El horror nuestro de cada día (232)

SINGULAR CASA ENCANTADA


El horror nuestro de cada día (232)

La Crónica de Chihuahua
Septiembre de 2015, 23:53 pm

Por Froilán Meza Rivera

La pala helada se hunde impía en la tierra remojada, blanda de humus y de arcillas prehistóricas.

Frío es el contacto con las baldosas de cantera, húmedas de humedad vieja atrapada en el suelo centenario. Fría es la tarde herida por un rayo del Poniente antes de que las sombras se adueñen de esta tierra.

Muy superficial es todavía la zanja abierta en el fondo del patio de aquella casa embrujada del barrio embrujado de la calle De la Llave. Pero salen entre palada y palada, unos huesitos que de tan pequeños se antojan de gato, y la sorpresa desagradable golpea a los presentes con el descubrimiento de un cráneo que se alinea con un costillar —el craniecito es desmesurado, como de un bebé o de un feto— y de una clara mariposa de huesos pélvicos.

Salen a la postre dos, tres, seis y probablemente siete esqueletitos de niños nonatos, en este patio maldito de una casa maldita.

Abundan las casas embrujadas, perturbadas por presencias y vibraciones malévolas, aquí, en la Calle De la Llave, entre la 13 y la 17, abundan los solares y los edificios que nadie renta a pesar de que sus propietarios cotizan a bajo costo su alquiler. O de plano, hay casas que nadie renta nunca.

Es ésta hoy en día una casa amarilla con café, demolida hace más de veinte años y vuelta a construir con materiales modernos, pero el letrero de “se renta” parece eterno. Era, en el tiempo del descubrimiento de los fetitos, una casona ya vieja, de adobe, con fachada de gran ventana y con puerta grande de madera al frente, con pasillo que desembocaba en el patio central.

Aquí vivió Conchita Beltrán, una enfermera de quien se dice que practicaba abortos.

A Conchita, me cuentan, se la comieron sus gatos en otra casa a donde se mudó. Porque tenía muchos gatos la mujer, unos nueve o diez, y se la empezaron a comer después de que muriera sola sin auxilio de nadie. Se la estaban comiendo sus propias mascotas, de pura hambre porque estaban encerradas con la puerta trancada y sin poder acudir a otra fuente de proteínas. El caso es que, a pesar de que en vida la han de haber querido mucho, se la comieron sin merced, los gatos.

Me cuenta Macrina que a esa casa le hicieron exorcismos. Y que el dueño, quien vivía creo que en Satevó, decidió un día que iba a escarbar para descubrir el origen de los llantos de bebé que se escuchaban ahí.

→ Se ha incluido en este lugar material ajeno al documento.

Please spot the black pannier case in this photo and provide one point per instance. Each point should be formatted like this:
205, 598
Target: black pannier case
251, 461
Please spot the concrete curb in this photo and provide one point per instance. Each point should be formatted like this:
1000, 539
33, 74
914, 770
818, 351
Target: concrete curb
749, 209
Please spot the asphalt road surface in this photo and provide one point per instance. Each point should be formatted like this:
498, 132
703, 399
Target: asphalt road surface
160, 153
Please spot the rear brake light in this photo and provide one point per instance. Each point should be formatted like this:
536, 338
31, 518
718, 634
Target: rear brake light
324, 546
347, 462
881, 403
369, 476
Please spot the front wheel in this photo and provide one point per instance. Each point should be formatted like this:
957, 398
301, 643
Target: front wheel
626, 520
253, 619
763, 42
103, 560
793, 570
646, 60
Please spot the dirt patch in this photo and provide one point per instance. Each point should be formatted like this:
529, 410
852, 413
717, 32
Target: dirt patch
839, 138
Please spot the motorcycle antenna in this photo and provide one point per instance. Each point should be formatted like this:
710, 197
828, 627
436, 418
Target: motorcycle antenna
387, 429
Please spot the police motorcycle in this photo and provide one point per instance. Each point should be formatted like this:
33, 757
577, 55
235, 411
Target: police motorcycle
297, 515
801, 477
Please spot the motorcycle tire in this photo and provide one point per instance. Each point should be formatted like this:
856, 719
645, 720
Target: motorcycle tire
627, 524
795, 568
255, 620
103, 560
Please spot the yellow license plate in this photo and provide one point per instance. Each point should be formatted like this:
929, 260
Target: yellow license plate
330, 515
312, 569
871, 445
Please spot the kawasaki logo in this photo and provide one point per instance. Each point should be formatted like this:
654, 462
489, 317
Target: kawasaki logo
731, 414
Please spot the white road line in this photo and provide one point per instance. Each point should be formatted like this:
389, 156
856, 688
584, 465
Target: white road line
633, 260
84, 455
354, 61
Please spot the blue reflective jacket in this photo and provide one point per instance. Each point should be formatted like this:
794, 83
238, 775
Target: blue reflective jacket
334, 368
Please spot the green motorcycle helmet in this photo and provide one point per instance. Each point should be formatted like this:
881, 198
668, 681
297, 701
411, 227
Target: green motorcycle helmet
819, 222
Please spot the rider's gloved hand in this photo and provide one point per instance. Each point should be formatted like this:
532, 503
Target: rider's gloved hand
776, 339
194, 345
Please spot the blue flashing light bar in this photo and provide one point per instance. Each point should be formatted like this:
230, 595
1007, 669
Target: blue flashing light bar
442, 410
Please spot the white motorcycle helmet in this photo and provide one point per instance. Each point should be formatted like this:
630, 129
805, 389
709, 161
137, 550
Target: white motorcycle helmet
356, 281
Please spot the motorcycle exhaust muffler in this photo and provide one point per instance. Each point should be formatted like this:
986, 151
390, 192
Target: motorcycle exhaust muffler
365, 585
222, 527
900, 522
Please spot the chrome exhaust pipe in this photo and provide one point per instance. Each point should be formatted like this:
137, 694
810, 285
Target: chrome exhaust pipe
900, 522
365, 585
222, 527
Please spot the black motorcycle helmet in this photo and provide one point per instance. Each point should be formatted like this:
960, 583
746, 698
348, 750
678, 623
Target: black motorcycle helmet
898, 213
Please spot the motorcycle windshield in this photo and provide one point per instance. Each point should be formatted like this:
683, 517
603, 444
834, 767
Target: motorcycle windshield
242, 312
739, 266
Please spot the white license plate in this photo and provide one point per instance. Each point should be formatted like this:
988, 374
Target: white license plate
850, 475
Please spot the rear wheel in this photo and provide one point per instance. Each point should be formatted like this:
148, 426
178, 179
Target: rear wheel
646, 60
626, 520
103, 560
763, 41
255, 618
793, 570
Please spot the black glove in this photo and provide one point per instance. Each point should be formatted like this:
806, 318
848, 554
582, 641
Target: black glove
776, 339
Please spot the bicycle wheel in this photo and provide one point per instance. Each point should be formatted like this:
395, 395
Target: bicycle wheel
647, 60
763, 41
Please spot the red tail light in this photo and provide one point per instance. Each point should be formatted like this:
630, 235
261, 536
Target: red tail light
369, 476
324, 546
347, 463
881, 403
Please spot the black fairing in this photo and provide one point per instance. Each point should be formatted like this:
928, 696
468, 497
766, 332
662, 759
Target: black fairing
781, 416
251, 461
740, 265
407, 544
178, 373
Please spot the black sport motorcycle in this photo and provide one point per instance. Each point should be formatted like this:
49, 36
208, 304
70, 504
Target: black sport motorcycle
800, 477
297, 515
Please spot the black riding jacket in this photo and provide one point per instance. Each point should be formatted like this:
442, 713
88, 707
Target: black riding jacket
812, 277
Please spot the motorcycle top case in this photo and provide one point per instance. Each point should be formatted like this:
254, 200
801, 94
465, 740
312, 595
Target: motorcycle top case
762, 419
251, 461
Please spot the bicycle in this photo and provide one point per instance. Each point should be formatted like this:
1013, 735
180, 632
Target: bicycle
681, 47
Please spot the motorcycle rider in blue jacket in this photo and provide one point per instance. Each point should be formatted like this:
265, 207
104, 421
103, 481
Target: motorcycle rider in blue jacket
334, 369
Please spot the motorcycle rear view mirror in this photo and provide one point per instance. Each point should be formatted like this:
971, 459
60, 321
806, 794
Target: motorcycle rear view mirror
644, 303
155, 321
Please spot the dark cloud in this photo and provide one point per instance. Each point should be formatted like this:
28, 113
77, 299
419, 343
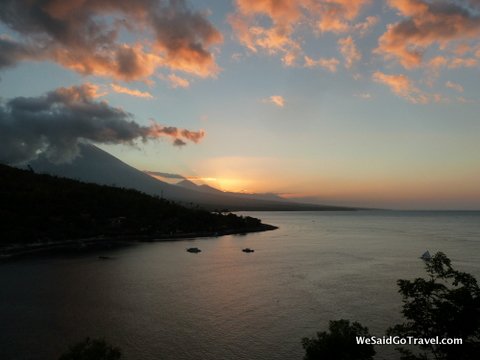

Es que en la casa vivió una pareja a la que Macrina encontró una vez en plena calle a media noche, tiritando expuestos al frío, tapados sólo con una cobija que han de haber pepenado en su huída. “Ya no aguantamos, nos cambiamos mañana”, le dijeron a mi amiga.

“¿Por qué?” —Les preguntó.

“Es que hoy cuando dormíamos, nos destaparon, nos jalaron los pies, nos movieron los muebles... fue una noche de terror, y ya no aguantamos más”. —Le dijeron entre sollozos.

Macrina había ido días antes de este incidente, a preguntar a la pareja que si tenían un bebé, porque todos los días escuchaba en su casa de al lado, los llantos de un recién nacido, que chillaba con ganas.

“No, no tenemos hijos, pero también hemos escuchado esos llantos, que ya nos tienen hasta el gorro”.

Por eso, decidieron cambiarse.

Este inmueble ha sido oficina de todo, y hasta unos judiciales que vivieron aquí, dormían con la metralleta en la cabecera. Decían estos policías que el teléfono sonaba y sonaba a la media noche, y que cuando se levantaban a contestar, estaba la bocina suspendida en el aire, y el disco giraba solo, cual si una mano invisible marcara un número del infierno.